For optimal performance, leverage the H100's capabilities by using an optimized inference framework like vLLM or NVIDIA's TensorRT. Experiment with different quantization levels; while Q4_K_M offers a good balance between VRAM usage and accuracy, you might explore higher precision quantization (e.g., Q8_0) if accuracy is paramount and VRAM usage remains within acceptable limits. Monitor GPU utilization and memory consumption during inference to identify potential bottlenecks and adjust batch sizes accordingly. Consider using techniques like speculative decoding to further enhance the tokens/second throughput.

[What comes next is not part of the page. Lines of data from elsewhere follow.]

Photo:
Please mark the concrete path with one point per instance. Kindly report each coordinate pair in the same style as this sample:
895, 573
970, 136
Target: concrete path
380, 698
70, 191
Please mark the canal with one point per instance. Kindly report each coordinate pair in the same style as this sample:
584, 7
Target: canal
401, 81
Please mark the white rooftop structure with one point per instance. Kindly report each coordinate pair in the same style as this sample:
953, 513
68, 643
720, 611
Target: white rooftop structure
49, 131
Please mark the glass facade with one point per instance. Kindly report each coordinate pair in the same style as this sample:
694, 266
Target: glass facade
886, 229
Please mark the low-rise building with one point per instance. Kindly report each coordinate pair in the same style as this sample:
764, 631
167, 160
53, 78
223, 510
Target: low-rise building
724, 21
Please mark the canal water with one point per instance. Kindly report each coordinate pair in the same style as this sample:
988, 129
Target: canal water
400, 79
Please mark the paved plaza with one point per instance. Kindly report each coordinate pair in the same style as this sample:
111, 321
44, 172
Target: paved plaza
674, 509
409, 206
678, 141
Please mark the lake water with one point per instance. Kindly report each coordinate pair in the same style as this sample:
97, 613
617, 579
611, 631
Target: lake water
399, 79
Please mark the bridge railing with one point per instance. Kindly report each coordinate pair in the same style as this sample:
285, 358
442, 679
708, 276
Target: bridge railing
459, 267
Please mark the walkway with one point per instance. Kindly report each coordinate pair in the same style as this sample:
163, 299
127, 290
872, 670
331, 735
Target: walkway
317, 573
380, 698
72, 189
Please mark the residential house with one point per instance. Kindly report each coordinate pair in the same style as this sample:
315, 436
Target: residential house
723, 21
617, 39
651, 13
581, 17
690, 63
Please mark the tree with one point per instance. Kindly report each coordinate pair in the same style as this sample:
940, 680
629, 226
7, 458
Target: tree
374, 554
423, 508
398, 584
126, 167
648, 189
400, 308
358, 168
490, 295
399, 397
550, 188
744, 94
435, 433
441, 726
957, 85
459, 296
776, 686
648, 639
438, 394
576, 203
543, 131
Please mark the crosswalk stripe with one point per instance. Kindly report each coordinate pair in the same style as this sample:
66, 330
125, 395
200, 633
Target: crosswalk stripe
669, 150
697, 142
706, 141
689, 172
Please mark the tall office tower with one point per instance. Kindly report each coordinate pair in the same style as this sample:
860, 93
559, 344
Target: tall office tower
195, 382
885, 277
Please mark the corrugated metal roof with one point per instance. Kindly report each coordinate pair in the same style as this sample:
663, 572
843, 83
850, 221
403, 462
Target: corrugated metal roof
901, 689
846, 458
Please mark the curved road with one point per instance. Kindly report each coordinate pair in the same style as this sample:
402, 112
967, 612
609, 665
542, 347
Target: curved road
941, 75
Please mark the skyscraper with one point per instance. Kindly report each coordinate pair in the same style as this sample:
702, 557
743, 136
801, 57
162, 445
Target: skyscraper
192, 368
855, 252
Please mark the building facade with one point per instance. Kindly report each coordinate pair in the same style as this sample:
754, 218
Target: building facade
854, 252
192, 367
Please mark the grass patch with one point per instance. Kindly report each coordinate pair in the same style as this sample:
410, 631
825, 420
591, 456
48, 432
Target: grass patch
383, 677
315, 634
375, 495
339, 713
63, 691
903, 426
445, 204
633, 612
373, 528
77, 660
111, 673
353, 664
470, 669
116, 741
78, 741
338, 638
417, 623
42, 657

If you encounter performance issues despite the H100's capabilities, ensure that your data loading and preprocessing pipelines are optimized to avoid CPU bottlenecks. Profile your code to identify any unexpected performance bottlenecks. Check for driver updates to ensure compatibility with the latest versions of your chosen inference framework. If running multiple models or applications on the same GPU, consider using a resource management tool like MIG (Multi-Instance GPU) to isolate workloads and prevent interference.

tune Recommended Settings

Batch_Size
32
Context_Length
131072
Other_Settings
['Enable CUDA graph capture', 'Use Paged Attention', 'Optimize data loading pipeline']
Inference_Framework
vLLM
Quantization_Suggested
Q4_K_M

help Frequently Asked Questions

Is Qwen 2.5 7B (7.00B) compatible with NVIDIA H100 SXM? expand_more
Yes, Qwen 2.5 7B (7.00B) is fully compatible with the NVIDIA H100 SXM.
What VRAM is needed for Qwen 2.5 7B (7.00B)? expand_more
With Q4_K_M quantization, Qwen 2.5 7B (7.00B) requires approximately 3.5GB of VRAM.
How fast will Qwen 2.5 7B (7.00B) run on NVIDIA H100 SXM? expand_more
You can expect approximately 135 tokens/second with the H100 SXM, potentially higher with further optimization.